Now many of the Jews who had come to Mary and seen what he had done began to believe in him.
The Gospel of the Lord
Fifth Sunday of Lent Gospel Reflection
Sunday, March 29, 2020
by Maureen O'Brien, SNDdeN
Up until this Lent, the death and new life scenario involving Jesus, Lazarus, Mary and Martha in John 11:1-45 had always helped me to pivot from a somber, though hopeful Lenten journey, into that moment when I started to feel that Easter was just around the corner. The arrival of spring with its longer days and the small breaks in the earth where green shoots emerge provided a backdrop for the last stages of my personal journey towards Resurrection.
John’s compassionate retelling of Jesus’ reaction to the news of his friend Lazarus’ illness and death, his response by weeping with Mary on the way to the tomb and his call to Lazarus to come forth, was always a call for me, too. This was my time to choose to be a stand-in for Lazarus, or for his sisters, Martha and Mary, depending on what was happening in my life. But not this year.
For the past few weeks, I have read and reread the words of John and came to realize that John’s words and the words of Jesus were drawing me into a different Lenten journey this year, a communal journey shaped by the coronavirus pandemic.
When I try to connect my reading and reflection of John 11:1-45 to the reality of the pandemic, I am stuck. There are just too many personal roadblocks. I am fearful, anxious and angry. I find myself asking God over and over again, “Where are you in the face of so much pain and suffering.” More times than not, God asks me in return, “Where are you in the face of so much pain and suffering?”
Physically, I am sheltering in place and following social distancing recommendations. I am working with colleagues to prepare online courses for adult ESOL students and checking in with family and friends to see how they are. Spiritually, I am praying for healthcare personnel, scientists and for those who are most vulnerable. Without thinking about it, I am praying and singing a comforting hymn, “Be not afraid.”

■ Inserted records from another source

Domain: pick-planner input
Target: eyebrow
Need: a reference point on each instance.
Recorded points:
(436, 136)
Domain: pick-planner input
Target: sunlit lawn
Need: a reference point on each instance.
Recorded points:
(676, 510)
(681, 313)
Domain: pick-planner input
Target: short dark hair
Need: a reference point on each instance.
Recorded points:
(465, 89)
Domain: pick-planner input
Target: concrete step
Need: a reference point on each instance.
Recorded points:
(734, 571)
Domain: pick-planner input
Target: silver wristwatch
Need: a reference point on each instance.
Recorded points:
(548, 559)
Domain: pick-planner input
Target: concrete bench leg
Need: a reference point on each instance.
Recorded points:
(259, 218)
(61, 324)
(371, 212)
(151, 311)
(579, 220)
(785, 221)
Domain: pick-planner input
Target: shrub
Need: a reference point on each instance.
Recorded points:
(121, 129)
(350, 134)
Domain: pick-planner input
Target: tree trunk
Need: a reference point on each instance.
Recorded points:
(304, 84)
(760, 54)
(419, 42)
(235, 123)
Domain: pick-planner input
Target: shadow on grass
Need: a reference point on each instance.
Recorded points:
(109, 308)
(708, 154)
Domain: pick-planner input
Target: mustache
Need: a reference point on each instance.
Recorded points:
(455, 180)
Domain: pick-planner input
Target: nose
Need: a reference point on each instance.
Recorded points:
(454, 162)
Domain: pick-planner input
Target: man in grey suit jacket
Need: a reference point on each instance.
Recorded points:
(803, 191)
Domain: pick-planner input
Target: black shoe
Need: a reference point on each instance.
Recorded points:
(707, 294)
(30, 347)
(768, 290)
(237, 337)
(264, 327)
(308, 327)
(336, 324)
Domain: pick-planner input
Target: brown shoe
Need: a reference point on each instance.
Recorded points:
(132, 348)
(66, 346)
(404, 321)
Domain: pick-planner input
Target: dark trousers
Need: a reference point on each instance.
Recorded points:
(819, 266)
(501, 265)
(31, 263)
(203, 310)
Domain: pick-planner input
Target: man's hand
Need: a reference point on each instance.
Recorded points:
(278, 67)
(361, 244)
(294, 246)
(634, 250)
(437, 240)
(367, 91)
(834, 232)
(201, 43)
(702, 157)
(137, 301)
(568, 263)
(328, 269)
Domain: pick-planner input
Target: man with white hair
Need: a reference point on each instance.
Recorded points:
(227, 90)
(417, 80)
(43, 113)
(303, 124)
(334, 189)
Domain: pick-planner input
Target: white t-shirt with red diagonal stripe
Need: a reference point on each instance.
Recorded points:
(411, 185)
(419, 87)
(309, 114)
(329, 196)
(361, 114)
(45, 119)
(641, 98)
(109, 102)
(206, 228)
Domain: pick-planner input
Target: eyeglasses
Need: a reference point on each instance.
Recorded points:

Meet Maureen O'Brien, SNDdeN
As a Sister of Notre Dame de Namur for 60 years, Sr. Maureen has had the privilege of witnessing to Notre Dame’s mission in the United States, Japan, Italy, the Philippines and shorter periods in Haiti and as member of an educational team in the Democratic Republic of Congo. And for this, she is profoundly grateful.
Her life in Notre Dame has been one of understanding the richness of what our foundress, St. Julie Billiart, meant when she wrote: “The whole earth is the Lord’s….” Sisters of Notre Dame are sent to be at home everywhere and Sr. Maureen is no exception! Her life has been blessed by the people of so many rich and different cultures.
Sr. Maureen is currently an ESOL (English-for-Speakers-of-other Languages) teacher for new immigrants, mostly Hispanic, at the Notre Dame Education Center in Lawrence, Massachusetts.